Kasper gave Franz Fieber his other arm; they half carried him across the yard. He could hear blood dripping on the flagstones, a brittle, slightly ringing sound, very different from drops of water, because of the fluid's greater viscosity.
The moment they walked into the shadow of the outer wall, floodlights illuminated the yard. Through his feet he could feel many running steps. They opened the door and walked into the glass booth. The green admiral was still shaken. Kasper could hear that. But it was nothing compared to what he now became. He stared at Kasper, at the woman, recognized her, could not move. Kasper felt he needed to say a few words. When we have inconvenienced our fellow human beings, we can't leave them completely confused.
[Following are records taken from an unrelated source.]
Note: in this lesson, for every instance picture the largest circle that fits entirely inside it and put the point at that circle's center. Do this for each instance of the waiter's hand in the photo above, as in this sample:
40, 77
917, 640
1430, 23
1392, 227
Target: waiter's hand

There are many people who believe they have bought a ticket to Gilbert and Sullivan in this life. And only when it's almost too late do they discover that existence is a piece of doomsday music by Schnittke instead.
"Aske didn't think the egg was big enough," Kasper said. "And you know his temper."
* * *
Out on the sidewalk Kasper let go of the woman's arm; she just stood there. He and Franz Fieber reached the van. The woman behind him hadn't moved. Kasper managed to get up into the front seat.
"We're going to take a ring road," he said.
"You're bleeding to death," said Franz Fieber.
"All bleeding from the veins can be stopped. With gentle but firm pressure maintained for ten minutes."
"You've got only two hands."
At the end of Sundkrog Street they turned north. The lights all blurred together before Kasper's eyes. Franz Fieber made a U-turn; Kasper was thrown against the door.
"A police blockade," said the young man.
They drove along Strand Boulevard. Continued along Jagt Road. Kasper found a stack of linen. He folded cloth napkins like a compress. Tried to tie them on his head with tea towels. As fast as he applied them they got soaked with blood. He was beginning to run a fever. The young man beside him started to cry.
That was the trouble with apprenticeships. When the master lights the afterburner the student may get flattened. Just look at the Bach sons. None of them ever rose to their father's level. And think of Jung. He could never completely wipe away the footprints after Freud had walked all over him.
"Both children are alive," said Kasper.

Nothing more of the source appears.